Il ricorso deduce anche che l’ordinanza è in contraddizione con quanto disposto con separate ordinanze del giudice della cognizione e del giudice dell’esecuzione che hanno riconosciuto in favore del ricorrente l’esistenza della continuazione tra reati che si collocano in parte nello stesso periodo di quelli oggetto dell’istanza.
L’argomento è infondato. Infatti, il giudice dell’esecuzione, investito di una richiesta ai sensi dell’art. 671 cod. proc. pen. per il riconoscimento del vincolo della continuazione, nella sua piena libertà di giudizio, non può, trascurare la valutazione già compiuta in sede cognitoria ai fini della ritenuta sussistenza di detto vincolo tra reati commessi in un lasso di tempo al cui interno si collocano, in tutto o in parte, quelli oggetto della domanda sottoposta al suo esame (Sez. 1, Sentenza n. 54106 del 24/03/2017, COGNOME Rv. 271903), ma nel caso in esame il giudice dell’esecuzione si è confrontato con i provvedimenti che hanno riconosciuto il beneficio, ha preso posizione su essi ed ha spiegato perché non li condivide.
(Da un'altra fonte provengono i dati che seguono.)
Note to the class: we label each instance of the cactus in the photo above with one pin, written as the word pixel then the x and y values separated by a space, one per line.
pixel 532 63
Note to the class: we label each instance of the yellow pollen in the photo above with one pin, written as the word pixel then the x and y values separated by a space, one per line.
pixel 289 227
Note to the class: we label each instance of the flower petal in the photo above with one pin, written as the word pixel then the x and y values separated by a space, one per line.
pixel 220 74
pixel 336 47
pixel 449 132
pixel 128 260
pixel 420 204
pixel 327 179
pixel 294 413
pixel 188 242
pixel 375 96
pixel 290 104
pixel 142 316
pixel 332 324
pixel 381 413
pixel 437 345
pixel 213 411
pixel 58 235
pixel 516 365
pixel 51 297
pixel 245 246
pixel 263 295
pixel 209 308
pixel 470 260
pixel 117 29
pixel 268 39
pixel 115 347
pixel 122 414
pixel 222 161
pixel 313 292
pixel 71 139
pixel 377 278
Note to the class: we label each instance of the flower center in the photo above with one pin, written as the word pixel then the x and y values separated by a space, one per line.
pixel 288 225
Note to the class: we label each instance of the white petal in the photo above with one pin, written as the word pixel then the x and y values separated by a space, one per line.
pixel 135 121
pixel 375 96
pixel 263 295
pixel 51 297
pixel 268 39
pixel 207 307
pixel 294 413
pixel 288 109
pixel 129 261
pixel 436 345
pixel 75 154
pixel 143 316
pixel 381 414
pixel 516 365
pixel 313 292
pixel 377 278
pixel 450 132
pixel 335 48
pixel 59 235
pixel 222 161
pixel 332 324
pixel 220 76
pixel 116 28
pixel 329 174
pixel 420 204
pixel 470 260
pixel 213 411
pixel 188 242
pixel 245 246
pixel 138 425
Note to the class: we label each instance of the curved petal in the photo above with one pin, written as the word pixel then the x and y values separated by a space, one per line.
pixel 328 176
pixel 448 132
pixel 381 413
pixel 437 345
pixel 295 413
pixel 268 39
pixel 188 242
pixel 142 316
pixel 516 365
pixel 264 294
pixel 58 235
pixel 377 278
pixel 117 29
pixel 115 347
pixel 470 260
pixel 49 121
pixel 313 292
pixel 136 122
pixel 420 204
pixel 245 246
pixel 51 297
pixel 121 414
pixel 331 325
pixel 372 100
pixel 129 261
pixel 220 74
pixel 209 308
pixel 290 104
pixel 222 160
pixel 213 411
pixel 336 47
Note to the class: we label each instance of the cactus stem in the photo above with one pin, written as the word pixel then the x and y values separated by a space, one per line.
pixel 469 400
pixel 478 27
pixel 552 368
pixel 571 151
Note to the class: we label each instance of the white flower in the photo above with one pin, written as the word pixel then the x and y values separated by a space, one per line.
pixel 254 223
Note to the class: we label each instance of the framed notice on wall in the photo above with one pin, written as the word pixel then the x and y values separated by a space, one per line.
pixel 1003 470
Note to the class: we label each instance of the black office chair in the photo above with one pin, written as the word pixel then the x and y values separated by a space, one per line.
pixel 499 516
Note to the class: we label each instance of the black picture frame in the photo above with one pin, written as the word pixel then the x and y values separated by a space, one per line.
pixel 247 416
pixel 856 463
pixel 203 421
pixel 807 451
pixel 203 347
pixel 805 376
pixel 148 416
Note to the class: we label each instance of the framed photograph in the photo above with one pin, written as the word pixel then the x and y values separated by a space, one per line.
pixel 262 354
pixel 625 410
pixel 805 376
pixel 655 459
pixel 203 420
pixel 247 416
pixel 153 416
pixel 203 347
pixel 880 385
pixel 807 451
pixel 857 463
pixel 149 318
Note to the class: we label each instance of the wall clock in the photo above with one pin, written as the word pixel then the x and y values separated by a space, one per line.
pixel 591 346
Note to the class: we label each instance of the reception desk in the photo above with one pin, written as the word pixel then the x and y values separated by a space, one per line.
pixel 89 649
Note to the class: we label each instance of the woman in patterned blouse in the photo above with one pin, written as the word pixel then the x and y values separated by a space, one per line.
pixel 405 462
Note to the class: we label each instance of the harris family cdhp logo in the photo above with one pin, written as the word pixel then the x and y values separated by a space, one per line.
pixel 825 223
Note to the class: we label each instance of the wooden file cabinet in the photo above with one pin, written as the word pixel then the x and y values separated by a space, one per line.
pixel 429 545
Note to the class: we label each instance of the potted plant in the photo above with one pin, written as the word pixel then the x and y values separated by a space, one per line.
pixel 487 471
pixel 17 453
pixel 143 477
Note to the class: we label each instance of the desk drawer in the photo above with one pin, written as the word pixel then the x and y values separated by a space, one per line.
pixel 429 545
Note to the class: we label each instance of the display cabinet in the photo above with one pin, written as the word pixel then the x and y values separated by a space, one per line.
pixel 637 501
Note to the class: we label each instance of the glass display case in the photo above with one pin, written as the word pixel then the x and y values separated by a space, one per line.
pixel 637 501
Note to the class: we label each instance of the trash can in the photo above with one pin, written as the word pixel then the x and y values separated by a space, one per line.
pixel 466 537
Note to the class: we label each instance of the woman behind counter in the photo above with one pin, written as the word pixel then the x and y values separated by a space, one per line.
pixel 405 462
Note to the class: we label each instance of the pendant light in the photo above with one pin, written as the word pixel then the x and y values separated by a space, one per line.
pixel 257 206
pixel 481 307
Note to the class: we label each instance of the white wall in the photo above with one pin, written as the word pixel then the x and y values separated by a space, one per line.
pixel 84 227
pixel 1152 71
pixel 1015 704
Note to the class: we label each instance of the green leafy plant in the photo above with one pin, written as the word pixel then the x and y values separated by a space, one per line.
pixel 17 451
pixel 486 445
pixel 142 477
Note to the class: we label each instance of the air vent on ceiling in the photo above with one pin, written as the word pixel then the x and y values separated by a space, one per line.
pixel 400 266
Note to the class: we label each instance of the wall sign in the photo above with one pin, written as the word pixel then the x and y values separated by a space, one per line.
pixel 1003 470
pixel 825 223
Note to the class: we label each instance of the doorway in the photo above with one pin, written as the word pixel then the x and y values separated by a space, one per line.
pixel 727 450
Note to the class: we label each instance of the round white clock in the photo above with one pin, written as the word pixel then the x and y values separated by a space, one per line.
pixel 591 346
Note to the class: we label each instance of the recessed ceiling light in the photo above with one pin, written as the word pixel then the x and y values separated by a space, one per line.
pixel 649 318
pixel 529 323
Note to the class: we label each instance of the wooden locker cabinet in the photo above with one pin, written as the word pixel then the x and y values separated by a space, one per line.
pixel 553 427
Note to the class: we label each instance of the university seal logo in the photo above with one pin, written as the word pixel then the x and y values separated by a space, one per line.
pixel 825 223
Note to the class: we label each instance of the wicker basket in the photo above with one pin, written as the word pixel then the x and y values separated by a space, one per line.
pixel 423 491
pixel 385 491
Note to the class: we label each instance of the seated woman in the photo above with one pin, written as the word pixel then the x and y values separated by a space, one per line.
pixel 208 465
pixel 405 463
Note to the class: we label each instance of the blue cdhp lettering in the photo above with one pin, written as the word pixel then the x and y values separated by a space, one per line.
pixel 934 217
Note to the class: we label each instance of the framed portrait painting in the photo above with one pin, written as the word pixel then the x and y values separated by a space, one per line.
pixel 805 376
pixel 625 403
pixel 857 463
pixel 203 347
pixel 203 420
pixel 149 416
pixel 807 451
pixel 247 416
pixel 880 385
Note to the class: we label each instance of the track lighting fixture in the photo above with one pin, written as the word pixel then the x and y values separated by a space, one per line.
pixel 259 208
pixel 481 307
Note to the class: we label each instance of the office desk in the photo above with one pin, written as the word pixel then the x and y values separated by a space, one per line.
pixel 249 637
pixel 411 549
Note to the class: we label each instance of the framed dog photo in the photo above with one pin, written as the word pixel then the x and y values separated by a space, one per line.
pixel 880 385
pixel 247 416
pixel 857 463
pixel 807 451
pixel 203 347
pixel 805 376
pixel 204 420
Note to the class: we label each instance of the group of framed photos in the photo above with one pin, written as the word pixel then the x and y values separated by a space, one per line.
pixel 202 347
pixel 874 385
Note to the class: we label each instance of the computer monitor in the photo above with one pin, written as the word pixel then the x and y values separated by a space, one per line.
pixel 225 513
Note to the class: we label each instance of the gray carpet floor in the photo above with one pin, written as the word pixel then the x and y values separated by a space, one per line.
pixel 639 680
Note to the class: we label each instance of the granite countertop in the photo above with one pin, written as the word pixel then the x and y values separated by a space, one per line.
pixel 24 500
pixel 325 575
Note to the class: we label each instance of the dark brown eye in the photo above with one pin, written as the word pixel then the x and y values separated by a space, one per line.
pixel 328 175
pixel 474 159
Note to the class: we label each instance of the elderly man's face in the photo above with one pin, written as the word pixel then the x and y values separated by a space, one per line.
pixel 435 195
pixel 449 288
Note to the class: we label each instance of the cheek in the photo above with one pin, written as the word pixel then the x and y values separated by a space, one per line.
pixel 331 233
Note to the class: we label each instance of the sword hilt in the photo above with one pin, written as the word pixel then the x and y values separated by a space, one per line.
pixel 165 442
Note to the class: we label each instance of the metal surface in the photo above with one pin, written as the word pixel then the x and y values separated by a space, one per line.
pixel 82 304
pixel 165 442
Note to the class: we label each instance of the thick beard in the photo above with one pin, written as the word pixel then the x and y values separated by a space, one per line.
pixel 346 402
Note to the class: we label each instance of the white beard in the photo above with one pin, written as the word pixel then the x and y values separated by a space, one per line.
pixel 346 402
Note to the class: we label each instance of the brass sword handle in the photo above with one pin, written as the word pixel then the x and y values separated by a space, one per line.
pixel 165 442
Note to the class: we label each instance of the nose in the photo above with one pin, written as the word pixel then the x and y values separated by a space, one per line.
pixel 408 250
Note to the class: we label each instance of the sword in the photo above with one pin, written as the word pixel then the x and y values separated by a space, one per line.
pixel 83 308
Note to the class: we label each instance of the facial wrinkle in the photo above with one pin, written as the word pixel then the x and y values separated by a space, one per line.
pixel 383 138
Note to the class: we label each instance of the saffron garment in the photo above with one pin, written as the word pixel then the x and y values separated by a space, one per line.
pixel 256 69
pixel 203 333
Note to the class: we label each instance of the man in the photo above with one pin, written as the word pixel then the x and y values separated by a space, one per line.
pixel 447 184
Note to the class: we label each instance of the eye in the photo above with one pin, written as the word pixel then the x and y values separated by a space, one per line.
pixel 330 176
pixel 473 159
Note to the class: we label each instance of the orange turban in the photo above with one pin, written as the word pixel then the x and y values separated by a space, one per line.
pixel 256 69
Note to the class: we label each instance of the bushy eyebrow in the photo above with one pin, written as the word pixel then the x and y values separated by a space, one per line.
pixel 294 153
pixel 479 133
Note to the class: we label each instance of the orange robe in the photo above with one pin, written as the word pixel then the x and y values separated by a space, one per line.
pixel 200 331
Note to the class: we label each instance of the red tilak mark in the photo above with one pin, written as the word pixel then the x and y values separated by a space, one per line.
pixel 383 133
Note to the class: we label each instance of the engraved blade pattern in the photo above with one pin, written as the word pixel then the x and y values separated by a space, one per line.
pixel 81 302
L’obbligo di confrontarsi con la continuazione già riconosciuta con separata ordinanza non comporta l’obbligo per il giudice dell’esecuzione di condividere il ragionamento alla base del precedente riconoscimento della continuazione, né limita in alcun modo la sua libertà di giudizio, consistendo soltanto nella necessità che il percorso logico della ordinanza che decide sull’istanza di continuazione passi anche attraverso la valutazione della precedente decisione su reati commessi nello stesso periodo in cui si collocano quelli oggetto dell’istanza.
In definitiva, il ricorso è infondato.
Ai sensi dell’art. 616, comma 1, cod. proc. pen., alla decisione consegue la condanna del ricorrente al pagamento delle spese del procedimento.
P.Q.M.
Rigetta il ricorso e condanna il ricorrente al pagamento processuali.
Così deciso il 15 ottobre 2024.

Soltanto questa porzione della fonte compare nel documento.